Mutevelić a fabriqué une lampe avec de l’huile de moteur usagée, de l’eau et un lacet pour une mèche. Elle cuisinait sur un feu alimenté par des livres, des meubles, des chaussures ou des vêtements. Une cuillère en plastique, découvrit-elle, lorsqu’elle était allumée, fonctionnait bien comme lampe de poche temporaire si elle s’aventurait à l’extérieur. Des bâches en plastique couvraient les fenêtres soufflées, un fragile tampon contre le froid mordant. Ses nouvelles du monde venaient d’un voisin qui alimentait une radio avec une batterie de voiture.

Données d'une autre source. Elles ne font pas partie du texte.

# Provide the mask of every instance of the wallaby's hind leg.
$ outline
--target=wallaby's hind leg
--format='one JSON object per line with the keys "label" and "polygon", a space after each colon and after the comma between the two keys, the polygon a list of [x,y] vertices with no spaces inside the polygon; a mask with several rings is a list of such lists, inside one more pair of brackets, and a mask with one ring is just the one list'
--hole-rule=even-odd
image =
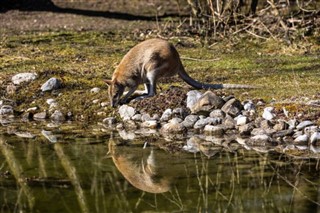
{"label": "wallaby's hind leg", "polygon": [[141,95],[135,99],[137,100],[141,100],[141,99],[144,99],[144,98],[149,98],[149,97],[152,97],[152,96],[155,96],[157,94],[157,91],[156,91],[156,81],[155,81],[155,77],[154,77],[154,74],[151,72],[151,74],[149,74],[147,76],[148,78],[148,83],[145,83],[145,88],[147,89],[147,94],[145,95]]}

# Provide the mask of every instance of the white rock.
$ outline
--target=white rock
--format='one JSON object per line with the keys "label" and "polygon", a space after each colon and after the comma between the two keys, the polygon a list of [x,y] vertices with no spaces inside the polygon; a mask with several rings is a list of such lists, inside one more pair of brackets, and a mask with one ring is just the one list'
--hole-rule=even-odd
{"label": "white rock", "polygon": [[172,109],[166,109],[160,118],[160,121],[168,121],[172,116]]}
{"label": "white rock", "polygon": [[251,110],[255,110],[256,106],[254,105],[254,103],[252,101],[248,101],[247,103],[245,103],[243,105],[243,109],[245,111],[251,111]]}
{"label": "white rock", "polygon": [[311,126],[311,125],[313,125],[313,122],[307,120],[307,121],[302,121],[301,123],[299,123],[299,124],[296,126],[296,128],[297,128],[297,130],[302,130],[302,129],[304,129],[305,127]]}
{"label": "white rock", "polygon": [[187,93],[187,107],[191,109],[191,107],[199,100],[202,96],[202,93],[198,90],[191,90]]}
{"label": "white rock", "polygon": [[92,103],[93,103],[93,104],[97,104],[97,103],[99,103],[99,101],[100,101],[99,99],[94,99],[94,100],[92,101]]}
{"label": "white rock", "polygon": [[275,117],[275,114],[273,113],[274,108],[273,107],[266,107],[263,110],[262,117],[266,120],[272,120]]}
{"label": "white rock", "polygon": [[11,78],[11,81],[16,84],[19,85],[23,82],[30,82],[33,81],[37,78],[37,74],[36,73],[19,73],[14,75]]}
{"label": "white rock", "polygon": [[247,116],[244,115],[240,115],[238,117],[235,118],[235,120],[237,121],[237,126],[242,126],[248,123],[249,119]]}
{"label": "white rock", "polygon": [[319,145],[320,142],[320,132],[314,132],[310,136],[310,144],[312,145]]}
{"label": "white rock", "polygon": [[46,103],[47,103],[48,105],[51,105],[52,103],[55,103],[55,102],[56,102],[56,100],[53,99],[53,98],[49,98],[49,99],[46,100]]}
{"label": "white rock", "polygon": [[35,135],[33,135],[30,132],[15,132],[15,135],[20,138],[29,138],[29,139],[33,139],[36,137]]}
{"label": "white rock", "polygon": [[141,124],[141,127],[156,129],[158,126],[158,122],[156,120],[148,120]]}
{"label": "white rock", "polygon": [[135,108],[128,105],[122,105],[119,108],[119,115],[123,120],[131,119],[135,113],[136,113]]}
{"label": "white rock", "polygon": [[90,90],[90,92],[91,93],[98,93],[98,92],[100,92],[100,88],[99,87],[94,87],[94,88],[92,88],[91,90]]}
{"label": "white rock", "polygon": [[307,143],[308,142],[308,135],[299,135],[296,139],[294,139],[295,143]]}

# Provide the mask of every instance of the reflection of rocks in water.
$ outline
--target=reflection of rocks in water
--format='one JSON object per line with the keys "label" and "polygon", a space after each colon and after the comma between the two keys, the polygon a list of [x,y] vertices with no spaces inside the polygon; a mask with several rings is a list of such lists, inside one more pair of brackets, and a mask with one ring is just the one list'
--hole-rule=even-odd
{"label": "reflection of rocks in water", "polygon": [[153,150],[142,147],[136,150],[135,147],[117,146],[110,141],[109,152],[118,170],[134,187],[150,193],[170,190],[171,178],[166,170],[172,168],[166,168],[162,161],[158,162]]}

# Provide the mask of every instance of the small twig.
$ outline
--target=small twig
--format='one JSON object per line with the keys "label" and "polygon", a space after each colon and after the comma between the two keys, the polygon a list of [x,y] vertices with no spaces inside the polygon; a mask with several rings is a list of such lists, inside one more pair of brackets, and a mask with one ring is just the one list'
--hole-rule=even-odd
{"label": "small twig", "polygon": [[263,37],[263,36],[259,36],[259,35],[257,35],[257,34],[255,34],[255,33],[251,32],[251,31],[249,31],[249,30],[246,30],[246,32],[247,32],[247,33],[249,33],[250,35],[253,35],[253,36],[257,37],[257,38],[261,38],[261,39],[268,40],[268,38]]}
{"label": "small twig", "polygon": [[214,59],[200,59],[200,58],[190,58],[190,57],[181,57],[183,60],[190,60],[190,61],[206,61],[206,62],[211,62],[211,61],[219,61],[220,58],[214,58]]}

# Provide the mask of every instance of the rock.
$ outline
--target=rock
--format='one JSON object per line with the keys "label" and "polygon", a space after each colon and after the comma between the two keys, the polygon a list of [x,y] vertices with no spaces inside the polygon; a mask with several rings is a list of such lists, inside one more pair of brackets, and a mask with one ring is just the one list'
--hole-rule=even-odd
{"label": "rock", "polygon": [[13,115],[13,108],[10,105],[2,105],[0,108],[0,115]]}
{"label": "rock", "polygon": [[172,117],[172,109],[166,109],[163,113],[162,116],[160,118],[160,121],[168,121],[170,120],[170,118]]}
{"label": "rock", "polygon": [[307,145],[308,144],[308,135],[300,135],[296,139],[294,139],[295,145]]}
{"label": "rock", "polygon": [[138,126],[136,124],[136,122],[134,122],[133,120],[126,120],[124,122],[124,126],[127,130],[136,130],[138,129]]}
{"label": "rock", "polygon": [[120,106],[118,112],[122,120],[129,120],[134,116],[134,114],[136,113],[136,110],[135,108],[124,104]]}
{"label": "rock", "polygon": [[57,136],[54,135],[51,131],[42,130],[41,134],[48,139],[51,143],[56,143],[58,141]]}
{"label": "rock", "polygon": [[198,121],[194,124],[193,128],[195,128],[195,129],[202,129],[203,127],[205,127],[205,126],[208,125],[208,124],[212,124],[212,125],[220,124],[221,121],[222,121],[222,120],[221,120],[220,118],[210,118],[210,117],[208,117],[208,118],[205,118],[205,119],[200,119],[200,120],[198,120]]}
{"label": "rock", "polygon": [[270,142],[272,142],[272,139],[270,136],[266,134],[261,135],[255,135],[248,140],[247,144],[252,146],[266,146]]}
{"label": "rock", "polygon": [[243,109],[245,111],[255,111],[256,110],[256,106],[254,105],[254,103],[252,101],[248,101],[248,102],[244,103]]}
{"label": "rock", "polygon": [[185,117],[184,121],[182,122],[182,125],[186,128],[191,128],[194,126],[198,119],[198,115],[188,115],[187,117]]}
{"label": "rock", "polygon": [[158,127],[158,122],[156,120],[148,120],[141,124],[142,128],[156,129]]}
{"label": "rock", "polygon": [[187,107],[191,109],[193,105],[198,102],[199,98],[201,97],[202,93],[198,90],[191,90],[187,93]]}
{"label": "rock", "polygon": [[209,115],[214,109],[220,109],[224,100],[211,91],[205,92],[199,100],[190,108],[193,114]]}
{"label": "rock", "polygon": [[271,129],[272,128],[272,123],[269,120],[262,120],[260,122],[260,127],[262,129]]}
{"label": "rock", "polygon": [[[142,122],[145,122],[145,121],[148,121],[148,120],[151,120],[152,118],[151,118],[151,116],[148,114],[148,113],[143,113],[142,115],[141,115],[141,121]],[[152,119],[152,120],[155,120],[155,119]]]}
{"label": "rock", "polygon": [[6,92],[8,95],[16,94],[17,87],[14,84],[8,84],[6,88]]}
{"label": "rock", "polygon": [[35,113],[39,108],[38,107],[30,107],[26,110],[26,112],[31,112],[31,113]]}
{"label": "rock", "polygon": [[209,115],[211,118],[225,118],[226,117],[226,113],[223,112],[221,109],[215,109],[212,112],[210,112]]}
{"label": "rock", "polygon": [[248,123],[249,119],[247,116],[239,115],[235,118],[237,126],[242,126]]}
{"label": "rock", "polygon": [[64,122],[66,120],[65,115],[60,110],[55,110],[50,118],[52,121],[56,122]]}
{"label": "rock", "polygon": [[99,87],[94,87],[94,88],[92,88],[91,90],[90,90],[90,92],[91,93],[98,93],[98,92],[100,92],[100,88]]}
{"label": "rock", "polygon": [[219,125],[219,126],[206,125],[204,127],[204,131],[208,132],[212,135],[222,136],[224,134],[224,127],[221,125]]}
{"label": "rock", "polygon": [[112,126],[117,123],[117,119],[115,117],[107,117],[103,119],[102,122],[108,126]]}
{"label": "rock", "polygon": [[307,135],[312,135],[314,132],[318,132],[319,128],[318,126],[307,126],[306,128],[304,128],[304,133]]}
{"label": "rock", "polygon": [[242,108],[243,106],[241,102],[235,98],[232,98],[223,105],[221,110],[232,117],[236,117],[240,114]]}
{"label": "rock", "polygon": [[142,115],[141,114],[135,114],[134,116],[132,116],[132,120],[133,121],[138,121],[138,122],[140,122],[140,121],[142,121]]}
{"label": "rock", "polygon": [[19,85],[23,82],[31,82],[31,81],[35,80],[36,78],[37,78],[36,73],[19,73],[19,74],[14,75],[11,78],[11,81],[16,85]]}
{"label": "rock", "polygon": [[166,123],[160,129],[161,133],[184,133],[186,131],[187,131],[187,128],[183,126],[182,123],[175,123],[175,122]]}
{"label": "rock", "polygon": [[272,120],[275,117],[275,114],[273,113],[274,108],[273,107],[266,107],[263,110],[262,117],[268,121]]}
{"label": "rock", "polygon": [[262,129],[262,128],[254,128],[251,131],[251,135],[268,135],[271,136],[276,131],[274,129]]}
{"label": "rock", "polygon": [[288,128],[289,128],[289,125],[282,120],[278,121],[278,123],[276,123],[276,125],[273,126],[273,129],[276,131],[282,131]]}
{"label": "rock", "polygon": [[160,116],[158,114],[154,114],[151,119],[159,121],[160,120]]}
{"label": "rock", "polygon": [[175,108],[172,110],[172,114],[184,119],[188,115],[188,112],[183,108]]}
{"label": "rock", "polygon": [[313,125],[313,122],[312,121],[302,121],[301,123],[299,123],[297,126],[296,126],[296,129],[297,130],[302,130],[304,129],[305,127],[307,126],[312,126]]}
{"label": "rock", "polygon": [[187,152],[197,153],[200,151],[199,144],[202,140],[199,137],[192,136],[187,140],[187,144],[183,146],[183,149]]}
{"label": "rock", "polygon": [[48,105],[51,105],[51,104],[53,104],[53,103],[56,103],[56,100],[53,99],[53,98],[49,98],[49,99],[46,100],[46,103],[47,103]]}
{"label": "rock", "polygon": [[31,134],[30,132],[15,132],[14,133],[16,136],[20,137],[20,138],[29,138],[29,139],[33,139],[36,136]]}
{"label": "rock", "polygon": [[297,120],[296,119],[289,120],[287,124],[289,125],[289,129],[294,129],[297,126]]}
{"label": "rock", "polygon": [[3,105],[3,100],[0,100],[0,107],[2,107]]}
{"label": "rock", "polygon": [[227,129],[234,129],[236,127],[236,121],[230,115],[226,115],[223,124]]}
{"label": "rock", "polygon": [[293,129],[286,129],[286,130],[276,130],[276,132],[273,134],[273,137],[285,137],[285,136],[292,136],[294,133]]}
{"label": "rock", "polygon": [[47,118],[47,113],[46,112],[39,112],[33,115],[33,119],[37,120],[42,120]]}
{"label": "rock", "polygon": [[105,102],[101,102],[101,103],[100,103],[100,106],[101,106],[101,107],[106,107],[106,106],[108,106],[109,104],[110,104],[109,102],[106,102],[106,101],[105,101]]}
{"label": "rock", "polygon": [[46,91],[56,90],[56,89],[59,89],[60,87],[61,87],[61,82],[59,79],[50,78],[41,86],[41,91],[46,92]]}
{"label": "rock", "polygon": [[250,135],[251,131],[254,129],[253,123],[248,123],[238,127],[240,135]]}
{"label": "rock", "polygon": [[118,133],[123,140],[134,140],[136,138],[136,134],[131,131],[119,130]]}
{"label": "rock", "polygon": [[312,145],[320,145],[320,132],[314,132],[310,136],[310,144],[312,144]]}

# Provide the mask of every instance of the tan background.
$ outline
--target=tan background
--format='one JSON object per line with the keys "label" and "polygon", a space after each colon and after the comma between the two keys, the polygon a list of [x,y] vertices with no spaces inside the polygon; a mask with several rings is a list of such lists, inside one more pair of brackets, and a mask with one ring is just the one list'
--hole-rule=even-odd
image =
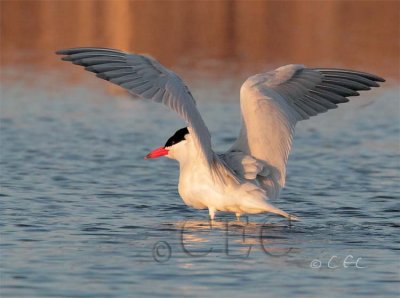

“L’électricité est tombée en panne tout de suite”, a déclaré Mutevelić, 70 ans, par l’intermédiaire d’un interprète. « Et tout ce que nous avions dans nos congélateurs, il a fondu. C’étaient nos stocks, essentiellement. C’est tout.”
Pour Mutevelić, ce sont des souvenirs d’il y a trois décennies, lorsque les Serbes de Bosnie ont assiégé Sarajevo, faisant des milliers de victimes civiles. Mais tout se passe à nouveau en Ukraine. Les forces armées russes ont braqué leur puissance de feu sur les infrastructures énergétiques de l’Ukraine alors que l’hiver s’installe.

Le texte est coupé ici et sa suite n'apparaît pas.